Roll recordings and the brief few seconds of Gershwin playing ‘I Got Rhythm’ (1931 film) on YouTube attest to his prowess on the piano. He produced a long string of Broadway shows with titles like “Oh, Kay!” and “Girl Crazy” – even just the overtures to these are fantastic to listen to by themselves. Famous songs include “Let’s call the whole thing off” (“I say neether, you say neither…”) and “Nice work if you can get it”. Gershwin was not only an active Broadway composer of the ‘20s and ‘30s but a serious classical composer too. Irving Berlin said of him that “the rest of us were songwriters, George was a composer”. Here are his main works (with, as usual, my favourites in bold):

 

  • Rhapsody in Blue. This is the piece that shot him to stardom. It’s a short one-movement piece for piano and orchestra, commencing with that famous clarinet glissando.
  • Porgy and Bess. This is a genuine opera, with delicious music and includes such tracks as “Summertime and the living is easy”, “I got plenty of nottin’” and “It ain’t necessarily so”. It was a mix of Broadway, serious opera and gospel, and it courted racial controversy too – the idea that a white man could write music of the Blacks in South Carolina.
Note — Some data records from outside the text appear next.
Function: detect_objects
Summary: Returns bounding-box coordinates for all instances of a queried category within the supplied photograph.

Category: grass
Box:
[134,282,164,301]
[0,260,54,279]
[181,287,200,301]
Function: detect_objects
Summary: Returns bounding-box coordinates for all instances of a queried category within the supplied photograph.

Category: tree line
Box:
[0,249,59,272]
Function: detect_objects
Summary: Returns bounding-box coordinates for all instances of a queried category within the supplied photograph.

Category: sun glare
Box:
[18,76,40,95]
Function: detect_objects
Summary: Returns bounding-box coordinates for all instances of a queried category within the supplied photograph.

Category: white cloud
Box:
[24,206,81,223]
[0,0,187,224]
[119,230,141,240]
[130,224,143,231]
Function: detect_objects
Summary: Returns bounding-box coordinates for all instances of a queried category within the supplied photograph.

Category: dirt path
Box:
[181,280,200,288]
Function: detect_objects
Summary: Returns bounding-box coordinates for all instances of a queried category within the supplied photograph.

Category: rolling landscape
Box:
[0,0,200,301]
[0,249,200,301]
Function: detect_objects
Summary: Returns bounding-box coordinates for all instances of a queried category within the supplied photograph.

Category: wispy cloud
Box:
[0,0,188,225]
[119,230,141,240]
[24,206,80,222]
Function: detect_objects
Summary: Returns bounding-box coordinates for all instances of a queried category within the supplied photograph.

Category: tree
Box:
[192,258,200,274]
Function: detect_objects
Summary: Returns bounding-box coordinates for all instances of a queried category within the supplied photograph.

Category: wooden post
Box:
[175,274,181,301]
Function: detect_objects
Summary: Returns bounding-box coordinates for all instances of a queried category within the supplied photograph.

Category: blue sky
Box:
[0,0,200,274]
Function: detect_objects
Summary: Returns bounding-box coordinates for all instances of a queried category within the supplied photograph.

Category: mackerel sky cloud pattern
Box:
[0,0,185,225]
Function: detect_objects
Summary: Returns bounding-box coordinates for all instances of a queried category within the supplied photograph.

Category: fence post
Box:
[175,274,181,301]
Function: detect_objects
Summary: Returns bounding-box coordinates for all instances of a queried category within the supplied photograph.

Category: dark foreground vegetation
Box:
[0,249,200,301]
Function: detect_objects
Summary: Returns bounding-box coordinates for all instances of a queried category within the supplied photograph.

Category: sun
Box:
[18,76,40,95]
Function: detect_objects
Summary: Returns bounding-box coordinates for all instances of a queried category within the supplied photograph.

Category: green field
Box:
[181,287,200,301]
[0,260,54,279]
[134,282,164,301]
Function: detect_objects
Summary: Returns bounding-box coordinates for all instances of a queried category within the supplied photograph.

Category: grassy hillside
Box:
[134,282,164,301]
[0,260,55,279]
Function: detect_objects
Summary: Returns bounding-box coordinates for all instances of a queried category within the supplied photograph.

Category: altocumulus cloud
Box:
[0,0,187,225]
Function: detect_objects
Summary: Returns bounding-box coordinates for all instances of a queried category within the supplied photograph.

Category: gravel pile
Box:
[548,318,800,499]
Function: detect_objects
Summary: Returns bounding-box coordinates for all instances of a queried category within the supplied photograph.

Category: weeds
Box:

Duke Ellington famously said that no negro could possibly be taken in by this work!
  • Piano Concerto in F – a jazzy Rachmaninov-style piano concerto with the virtuosity toned down a bit, and soaring melodies
  • “An American in Paris”, a fun orchestral piece which sounds as if it were written to be choreographed. It also inspired the musical film of the same name with Gene Kelly (with the “I got rhythm” scene)

Gershwin tragically died at the untimely age of 38.